Todo lo crea la mirada. Así, el mundo adopta formas dependiendo del ojo del arquitecto, es decir, todos los que opinan. Después nos asaltan los prejuicios, la experiencia o el roce de haberlo vivido y sufrido muchas veces mucho. La polémica está servida, implacable ella, también ajena a estas cosas de los humanos. La última en Madrid se manifiesta en la Plaza de España, una nueva que recuerda vagamente a la de antes sin la simetría de André Le Nôtre. Mismo sitio, distinto engaño en lo que a la mayoría se refiere. El tiempo hará lo suyo mientras el frío convierte la hierba en pasto para pájaros, los bancos en puñal, los árboles en esqueletos esperando abriles.
Entre todos los 10.000 plantados hay uno subterráneo.
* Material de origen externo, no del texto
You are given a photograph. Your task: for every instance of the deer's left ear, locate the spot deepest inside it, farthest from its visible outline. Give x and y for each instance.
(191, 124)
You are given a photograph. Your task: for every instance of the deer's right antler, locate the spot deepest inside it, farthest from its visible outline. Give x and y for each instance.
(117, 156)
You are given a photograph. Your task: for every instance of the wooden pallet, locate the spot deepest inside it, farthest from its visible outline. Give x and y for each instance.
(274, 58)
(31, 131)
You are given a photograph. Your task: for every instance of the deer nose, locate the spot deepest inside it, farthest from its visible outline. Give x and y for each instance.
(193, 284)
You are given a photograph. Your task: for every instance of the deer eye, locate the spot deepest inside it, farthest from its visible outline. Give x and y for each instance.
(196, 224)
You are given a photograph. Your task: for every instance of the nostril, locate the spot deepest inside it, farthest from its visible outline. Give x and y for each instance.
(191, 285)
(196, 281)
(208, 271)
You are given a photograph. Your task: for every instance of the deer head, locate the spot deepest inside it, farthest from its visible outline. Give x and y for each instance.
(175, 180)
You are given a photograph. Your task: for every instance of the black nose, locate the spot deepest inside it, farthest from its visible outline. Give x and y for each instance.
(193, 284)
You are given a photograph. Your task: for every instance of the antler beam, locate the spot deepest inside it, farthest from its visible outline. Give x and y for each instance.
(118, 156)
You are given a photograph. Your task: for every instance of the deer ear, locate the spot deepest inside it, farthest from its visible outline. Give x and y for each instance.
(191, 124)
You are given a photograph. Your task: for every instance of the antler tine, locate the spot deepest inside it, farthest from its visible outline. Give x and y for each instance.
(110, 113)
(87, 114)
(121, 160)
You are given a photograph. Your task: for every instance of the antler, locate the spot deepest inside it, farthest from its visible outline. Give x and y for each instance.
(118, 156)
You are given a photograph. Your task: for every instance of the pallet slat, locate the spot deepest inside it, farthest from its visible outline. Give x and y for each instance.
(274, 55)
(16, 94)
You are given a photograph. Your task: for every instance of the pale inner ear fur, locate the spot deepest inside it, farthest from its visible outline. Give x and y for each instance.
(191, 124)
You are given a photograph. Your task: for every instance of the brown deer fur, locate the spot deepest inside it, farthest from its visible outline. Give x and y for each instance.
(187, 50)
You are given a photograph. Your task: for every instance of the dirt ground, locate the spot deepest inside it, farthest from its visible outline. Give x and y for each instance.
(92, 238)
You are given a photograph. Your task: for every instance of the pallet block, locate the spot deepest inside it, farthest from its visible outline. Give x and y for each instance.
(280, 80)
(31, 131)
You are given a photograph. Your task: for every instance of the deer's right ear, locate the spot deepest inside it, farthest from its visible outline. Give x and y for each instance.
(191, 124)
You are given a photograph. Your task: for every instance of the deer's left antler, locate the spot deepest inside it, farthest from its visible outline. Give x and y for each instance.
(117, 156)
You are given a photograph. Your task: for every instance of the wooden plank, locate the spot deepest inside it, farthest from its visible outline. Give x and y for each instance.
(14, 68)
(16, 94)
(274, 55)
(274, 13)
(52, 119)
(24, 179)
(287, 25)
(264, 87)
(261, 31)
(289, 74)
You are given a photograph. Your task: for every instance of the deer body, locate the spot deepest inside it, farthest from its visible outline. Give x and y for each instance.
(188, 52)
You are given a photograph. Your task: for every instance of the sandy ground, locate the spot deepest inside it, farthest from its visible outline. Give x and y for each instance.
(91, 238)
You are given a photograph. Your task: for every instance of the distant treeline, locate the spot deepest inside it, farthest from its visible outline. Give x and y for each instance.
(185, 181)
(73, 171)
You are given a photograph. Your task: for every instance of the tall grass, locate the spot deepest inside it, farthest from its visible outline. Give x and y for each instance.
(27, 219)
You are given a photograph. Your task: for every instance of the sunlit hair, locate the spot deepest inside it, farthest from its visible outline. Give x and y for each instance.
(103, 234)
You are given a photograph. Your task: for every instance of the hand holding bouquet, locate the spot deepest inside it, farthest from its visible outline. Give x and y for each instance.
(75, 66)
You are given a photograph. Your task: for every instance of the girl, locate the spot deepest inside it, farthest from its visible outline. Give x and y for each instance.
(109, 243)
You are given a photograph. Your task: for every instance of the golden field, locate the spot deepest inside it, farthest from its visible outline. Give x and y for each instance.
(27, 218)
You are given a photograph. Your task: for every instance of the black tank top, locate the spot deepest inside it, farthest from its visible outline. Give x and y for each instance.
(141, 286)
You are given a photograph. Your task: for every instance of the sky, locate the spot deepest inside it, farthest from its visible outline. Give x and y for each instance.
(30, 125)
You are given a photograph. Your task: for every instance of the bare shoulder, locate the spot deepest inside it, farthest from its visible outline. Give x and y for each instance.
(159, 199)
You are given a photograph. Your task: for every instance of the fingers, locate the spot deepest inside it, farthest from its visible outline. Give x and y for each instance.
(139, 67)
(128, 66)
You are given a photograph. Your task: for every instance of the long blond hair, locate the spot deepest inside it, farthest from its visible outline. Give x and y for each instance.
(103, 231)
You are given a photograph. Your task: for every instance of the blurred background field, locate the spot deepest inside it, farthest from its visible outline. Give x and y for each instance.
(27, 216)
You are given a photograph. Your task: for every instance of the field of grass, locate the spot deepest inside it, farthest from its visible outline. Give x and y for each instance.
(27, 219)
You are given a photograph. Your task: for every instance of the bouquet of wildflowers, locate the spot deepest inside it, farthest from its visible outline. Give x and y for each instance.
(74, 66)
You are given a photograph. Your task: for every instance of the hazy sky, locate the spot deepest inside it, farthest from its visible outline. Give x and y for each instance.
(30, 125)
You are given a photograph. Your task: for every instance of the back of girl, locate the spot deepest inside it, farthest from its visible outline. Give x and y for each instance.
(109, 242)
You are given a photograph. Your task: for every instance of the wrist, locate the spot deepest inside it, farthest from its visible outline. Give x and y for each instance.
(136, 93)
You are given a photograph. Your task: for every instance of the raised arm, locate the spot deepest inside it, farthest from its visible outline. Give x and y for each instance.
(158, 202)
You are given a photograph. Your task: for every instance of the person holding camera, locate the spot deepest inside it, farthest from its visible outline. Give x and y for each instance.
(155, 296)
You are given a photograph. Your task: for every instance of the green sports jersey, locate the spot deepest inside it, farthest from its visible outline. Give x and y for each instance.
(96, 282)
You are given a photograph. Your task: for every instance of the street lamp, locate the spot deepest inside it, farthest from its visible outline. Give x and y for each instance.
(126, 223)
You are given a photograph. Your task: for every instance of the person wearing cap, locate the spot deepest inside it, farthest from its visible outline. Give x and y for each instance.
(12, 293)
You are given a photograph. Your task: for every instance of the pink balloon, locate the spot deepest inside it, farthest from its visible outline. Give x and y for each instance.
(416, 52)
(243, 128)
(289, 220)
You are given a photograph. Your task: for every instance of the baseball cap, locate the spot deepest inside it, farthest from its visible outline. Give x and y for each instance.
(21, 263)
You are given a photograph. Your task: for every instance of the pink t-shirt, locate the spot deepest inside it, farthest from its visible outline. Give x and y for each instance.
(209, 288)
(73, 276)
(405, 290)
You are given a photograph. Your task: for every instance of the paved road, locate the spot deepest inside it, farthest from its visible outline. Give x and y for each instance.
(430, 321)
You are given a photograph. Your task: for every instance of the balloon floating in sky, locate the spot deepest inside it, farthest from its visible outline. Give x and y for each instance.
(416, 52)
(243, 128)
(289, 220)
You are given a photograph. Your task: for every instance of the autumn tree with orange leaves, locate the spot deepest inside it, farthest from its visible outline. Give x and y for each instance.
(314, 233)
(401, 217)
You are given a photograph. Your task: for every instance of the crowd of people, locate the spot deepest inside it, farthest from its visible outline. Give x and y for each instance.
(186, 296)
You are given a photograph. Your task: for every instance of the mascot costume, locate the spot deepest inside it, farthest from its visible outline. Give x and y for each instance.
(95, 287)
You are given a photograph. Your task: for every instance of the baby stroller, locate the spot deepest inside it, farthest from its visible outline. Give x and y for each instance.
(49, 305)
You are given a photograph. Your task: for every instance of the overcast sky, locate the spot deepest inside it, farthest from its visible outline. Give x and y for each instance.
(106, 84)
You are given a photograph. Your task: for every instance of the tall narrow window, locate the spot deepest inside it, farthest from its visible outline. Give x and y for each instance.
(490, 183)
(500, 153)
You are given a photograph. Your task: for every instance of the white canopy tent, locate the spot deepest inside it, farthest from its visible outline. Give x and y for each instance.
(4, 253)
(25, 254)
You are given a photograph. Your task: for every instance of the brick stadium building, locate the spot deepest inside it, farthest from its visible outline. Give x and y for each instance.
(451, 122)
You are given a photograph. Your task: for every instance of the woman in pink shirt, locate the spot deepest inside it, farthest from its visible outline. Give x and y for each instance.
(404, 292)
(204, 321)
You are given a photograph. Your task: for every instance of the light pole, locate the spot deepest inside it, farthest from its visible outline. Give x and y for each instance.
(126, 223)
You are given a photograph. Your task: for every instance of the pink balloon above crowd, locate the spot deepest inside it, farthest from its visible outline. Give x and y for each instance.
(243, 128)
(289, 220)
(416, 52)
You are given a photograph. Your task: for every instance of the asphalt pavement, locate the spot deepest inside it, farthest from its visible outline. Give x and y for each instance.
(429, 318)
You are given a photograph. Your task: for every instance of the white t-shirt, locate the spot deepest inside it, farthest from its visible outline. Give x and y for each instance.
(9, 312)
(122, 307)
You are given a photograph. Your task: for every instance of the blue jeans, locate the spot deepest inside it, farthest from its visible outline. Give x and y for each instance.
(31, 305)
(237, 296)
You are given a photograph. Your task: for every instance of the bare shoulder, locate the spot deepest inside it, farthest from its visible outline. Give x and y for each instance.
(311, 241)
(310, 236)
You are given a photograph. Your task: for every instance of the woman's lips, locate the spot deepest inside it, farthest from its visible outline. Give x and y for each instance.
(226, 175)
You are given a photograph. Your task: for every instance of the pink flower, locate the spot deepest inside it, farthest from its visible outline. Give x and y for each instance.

En el proyecto lucía imponente. Ramas de brócoli a la lupa, copa en el hueco del hormigón y un trozo de cielo ahora enterrado. De pronto, naturaleza y hombre podían convivir, colaborar, en definitiva, ser amigos. Esa es la teoría. En la práctica hay un arbolito. Todavía mantiene algunas hojas pardas, más bien pocas. A través del hueco se cuela el aire de los días sin Almudena, invierno del invierno.
Pues bien. No hay nada más bonito en la capital. Ese punto concentra la realidad que nos incluye y a la que aspiran los que nada esperan, una sin expectativas ni corazas. Porque lo que nace suele ser pequeño, frágil intemperie desprovista de trampa y corteza. En cambio, seguimos empeñados en dejarnos deslumbrar por el rayo, esa aurora artificiosa que supera la ficción sin hacerle sombra. ¿Acaso hay algo más extraordinario que una semilla que brota y, tras varias estaciones, evita la erosión del mundo? El centro de mi ciudad lo ocupa un órgano que late, y dentro tiene un arbolito. Sí, los tristes son los otros, sin duda.